The just-concluded annual sessions of the National People's Congress (NPC) and the Chinese People's Political Consultative Conference (CPPCC) National Committee were especially important for two reasons. First, they signalled the beginning of the 12th Five Year Plan (2011-2015). Second, the new plan signals the formal restructuring of China's economy to focus on domestic development. Many believe that the end result will be momentous, in large part because of China's pivotal role in helping the world economy recover.
The economic restructuring has a special meaning for China. For example, there will be material development in the high-speed train network and other infrastructure facilities.
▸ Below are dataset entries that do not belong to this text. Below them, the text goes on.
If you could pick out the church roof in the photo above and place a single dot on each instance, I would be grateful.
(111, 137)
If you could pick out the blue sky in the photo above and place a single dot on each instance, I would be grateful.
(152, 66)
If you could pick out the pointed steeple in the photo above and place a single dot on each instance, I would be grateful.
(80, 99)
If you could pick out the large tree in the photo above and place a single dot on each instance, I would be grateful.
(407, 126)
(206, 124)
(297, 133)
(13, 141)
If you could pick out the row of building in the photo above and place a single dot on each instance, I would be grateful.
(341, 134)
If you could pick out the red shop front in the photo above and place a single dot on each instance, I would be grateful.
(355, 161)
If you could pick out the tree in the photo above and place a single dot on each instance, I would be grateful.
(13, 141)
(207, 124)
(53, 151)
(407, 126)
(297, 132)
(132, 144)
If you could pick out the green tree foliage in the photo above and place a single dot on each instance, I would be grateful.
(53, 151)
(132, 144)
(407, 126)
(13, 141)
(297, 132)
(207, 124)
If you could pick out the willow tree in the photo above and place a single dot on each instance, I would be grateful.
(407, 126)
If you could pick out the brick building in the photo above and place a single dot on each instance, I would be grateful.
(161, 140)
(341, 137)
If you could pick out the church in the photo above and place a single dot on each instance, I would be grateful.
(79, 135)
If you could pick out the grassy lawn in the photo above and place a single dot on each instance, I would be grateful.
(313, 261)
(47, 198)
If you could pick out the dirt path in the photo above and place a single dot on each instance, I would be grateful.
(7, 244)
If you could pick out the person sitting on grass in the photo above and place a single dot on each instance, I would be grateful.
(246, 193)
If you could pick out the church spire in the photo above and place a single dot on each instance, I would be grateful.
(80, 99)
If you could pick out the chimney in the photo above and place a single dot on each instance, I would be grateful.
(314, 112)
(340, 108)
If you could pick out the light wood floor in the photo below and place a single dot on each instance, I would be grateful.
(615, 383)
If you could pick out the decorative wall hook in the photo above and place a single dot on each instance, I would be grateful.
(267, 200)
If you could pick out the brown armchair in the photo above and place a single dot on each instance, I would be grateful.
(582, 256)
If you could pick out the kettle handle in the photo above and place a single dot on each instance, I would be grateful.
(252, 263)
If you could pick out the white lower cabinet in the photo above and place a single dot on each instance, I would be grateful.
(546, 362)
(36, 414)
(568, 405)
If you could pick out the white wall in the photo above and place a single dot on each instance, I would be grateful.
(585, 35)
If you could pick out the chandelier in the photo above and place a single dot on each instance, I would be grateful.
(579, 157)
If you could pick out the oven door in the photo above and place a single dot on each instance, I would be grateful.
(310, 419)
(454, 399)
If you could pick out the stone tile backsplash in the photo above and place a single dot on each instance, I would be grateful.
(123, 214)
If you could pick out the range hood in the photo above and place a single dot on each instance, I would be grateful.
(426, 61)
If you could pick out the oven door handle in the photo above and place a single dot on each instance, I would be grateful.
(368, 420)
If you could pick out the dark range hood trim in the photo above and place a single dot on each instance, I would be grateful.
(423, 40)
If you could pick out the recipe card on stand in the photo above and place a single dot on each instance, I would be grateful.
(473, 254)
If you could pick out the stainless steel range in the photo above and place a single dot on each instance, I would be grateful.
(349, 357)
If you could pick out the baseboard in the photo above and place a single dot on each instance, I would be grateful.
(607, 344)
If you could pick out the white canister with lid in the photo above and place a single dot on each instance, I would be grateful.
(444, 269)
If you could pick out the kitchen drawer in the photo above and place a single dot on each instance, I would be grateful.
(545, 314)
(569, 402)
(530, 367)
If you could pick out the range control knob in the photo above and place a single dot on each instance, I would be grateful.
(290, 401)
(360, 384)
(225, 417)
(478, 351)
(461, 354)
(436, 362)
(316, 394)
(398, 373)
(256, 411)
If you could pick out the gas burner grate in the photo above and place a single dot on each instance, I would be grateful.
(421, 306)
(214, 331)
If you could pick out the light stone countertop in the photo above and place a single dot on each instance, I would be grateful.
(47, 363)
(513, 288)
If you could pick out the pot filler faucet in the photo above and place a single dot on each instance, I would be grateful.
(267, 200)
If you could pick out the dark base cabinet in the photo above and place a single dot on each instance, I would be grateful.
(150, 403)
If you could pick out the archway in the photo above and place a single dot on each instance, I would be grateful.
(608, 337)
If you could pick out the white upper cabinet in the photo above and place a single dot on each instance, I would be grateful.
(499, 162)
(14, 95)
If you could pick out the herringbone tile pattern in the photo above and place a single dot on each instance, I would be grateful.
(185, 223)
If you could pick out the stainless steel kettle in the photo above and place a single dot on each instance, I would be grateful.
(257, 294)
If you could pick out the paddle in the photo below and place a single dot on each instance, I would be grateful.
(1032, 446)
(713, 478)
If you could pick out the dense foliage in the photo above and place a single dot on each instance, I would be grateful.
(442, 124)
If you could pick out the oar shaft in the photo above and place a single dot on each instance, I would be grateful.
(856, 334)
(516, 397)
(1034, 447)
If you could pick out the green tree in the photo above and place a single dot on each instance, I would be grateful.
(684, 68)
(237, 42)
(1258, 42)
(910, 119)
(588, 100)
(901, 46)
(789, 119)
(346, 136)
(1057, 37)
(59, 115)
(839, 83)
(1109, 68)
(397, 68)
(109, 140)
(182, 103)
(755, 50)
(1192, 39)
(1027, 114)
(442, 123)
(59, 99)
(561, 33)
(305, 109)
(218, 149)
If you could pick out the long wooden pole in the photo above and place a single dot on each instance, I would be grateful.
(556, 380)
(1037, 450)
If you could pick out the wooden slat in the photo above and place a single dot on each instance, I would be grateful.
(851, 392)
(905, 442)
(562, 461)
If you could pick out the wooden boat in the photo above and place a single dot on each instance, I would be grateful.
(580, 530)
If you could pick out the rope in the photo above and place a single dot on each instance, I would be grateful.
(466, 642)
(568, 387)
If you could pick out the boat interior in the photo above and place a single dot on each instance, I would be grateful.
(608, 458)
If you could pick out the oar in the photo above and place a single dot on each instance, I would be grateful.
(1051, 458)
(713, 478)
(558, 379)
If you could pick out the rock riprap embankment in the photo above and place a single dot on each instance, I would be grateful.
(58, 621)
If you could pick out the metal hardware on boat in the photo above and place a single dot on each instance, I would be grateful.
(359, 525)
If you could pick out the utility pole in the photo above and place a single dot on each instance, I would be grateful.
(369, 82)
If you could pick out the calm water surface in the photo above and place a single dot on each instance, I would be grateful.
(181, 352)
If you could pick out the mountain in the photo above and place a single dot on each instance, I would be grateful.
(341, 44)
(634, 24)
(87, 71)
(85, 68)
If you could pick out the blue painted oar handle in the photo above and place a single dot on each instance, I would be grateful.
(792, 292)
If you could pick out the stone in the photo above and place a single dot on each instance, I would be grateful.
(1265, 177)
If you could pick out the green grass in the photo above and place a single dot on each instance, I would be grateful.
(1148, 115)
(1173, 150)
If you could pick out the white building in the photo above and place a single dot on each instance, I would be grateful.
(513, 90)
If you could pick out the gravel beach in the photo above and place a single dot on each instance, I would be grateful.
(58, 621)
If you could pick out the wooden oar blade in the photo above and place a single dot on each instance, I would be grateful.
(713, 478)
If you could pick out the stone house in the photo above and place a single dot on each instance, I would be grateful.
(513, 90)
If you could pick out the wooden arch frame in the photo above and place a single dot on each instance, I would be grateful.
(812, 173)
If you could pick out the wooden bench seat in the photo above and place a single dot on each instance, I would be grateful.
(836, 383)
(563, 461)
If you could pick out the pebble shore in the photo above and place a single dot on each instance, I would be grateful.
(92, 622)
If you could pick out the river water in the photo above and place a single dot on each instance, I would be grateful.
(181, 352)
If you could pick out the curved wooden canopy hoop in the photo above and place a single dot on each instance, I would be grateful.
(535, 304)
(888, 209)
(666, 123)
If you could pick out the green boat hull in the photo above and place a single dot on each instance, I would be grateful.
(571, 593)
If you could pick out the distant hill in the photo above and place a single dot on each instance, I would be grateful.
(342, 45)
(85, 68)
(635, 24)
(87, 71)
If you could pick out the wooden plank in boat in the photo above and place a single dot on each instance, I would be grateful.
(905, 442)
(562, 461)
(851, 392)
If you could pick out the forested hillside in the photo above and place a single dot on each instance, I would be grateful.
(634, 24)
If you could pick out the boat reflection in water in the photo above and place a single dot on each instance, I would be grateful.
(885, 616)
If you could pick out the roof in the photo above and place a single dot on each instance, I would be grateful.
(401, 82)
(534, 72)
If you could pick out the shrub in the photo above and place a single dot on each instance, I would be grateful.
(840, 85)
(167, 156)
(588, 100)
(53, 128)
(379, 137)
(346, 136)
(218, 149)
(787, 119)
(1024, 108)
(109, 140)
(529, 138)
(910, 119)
There will also be socio-economic development with long-term significance, intended to narrow the widening income gap between the rich and the poor, to lift more people out of poverty, and to fortify a growing, strong and stable middle class.
Given the government's goal of social economic development, they will naturally have implications on the reforms in individual income tax and income distribution. Public sentiment is now galvanized over the reforms, which aim to help the poor and focus on larger policy issues of fair wealth distribution and better livelihood for the people.
The State Council, China's Cabinet, recently sent a draft on income tax reform to the NPC's Standing Committee, the country's top legislature, for approval even as the public debates whether the individual income tax threshold should be raised from 2,000 yuan ($304) to 3,000 yuan or 5,000 yuan a month or whether a more comprehensive tax reform (reducing tax brackets and simplifying tax rates) should be implemented.
Income distribution reform is the other important issue. The 12th Five-Year Plan, for example, aims to raise the annual growth of per capita disposable income by 7 percent both in urban and rural areas. Interestingly, the annual national GDP growth rate for the next five years has been lowered to 7 percent. The government has already implemented some measures to reform income distribution, including increasing the wages of low-income people, protecting legal income and cracking down on illegal earnings, and regulating excessively high incomes.
On Monday, Premier Wen Jiabao addressed a press conference after the conclusion of the NPC session. Premier Wen's remarks reiterate the importance of improving people's livelihood, a point highlighted even in his Government Work Report on March 5. The report says the income tax and income distribution reforms are key steps toward realizing fair wealth distribution and thus improved livelihood for the people.
The NPC and CPPCC sessions discussed socio-economic issues which exuded passion, reason and will - the passion to promote people's well-being, the exercise of reason to find ways for such promotion, and the will to deliver what people need.
The sessions provided the rationale for ensuring fair distribution of wealth and improvement in people's livelihood. It goes something like this: In the past 30 years, China's "creation of shared national wealth", achieved pragmatically "a footprint with every step" at a time, must "benefit all Chinese people".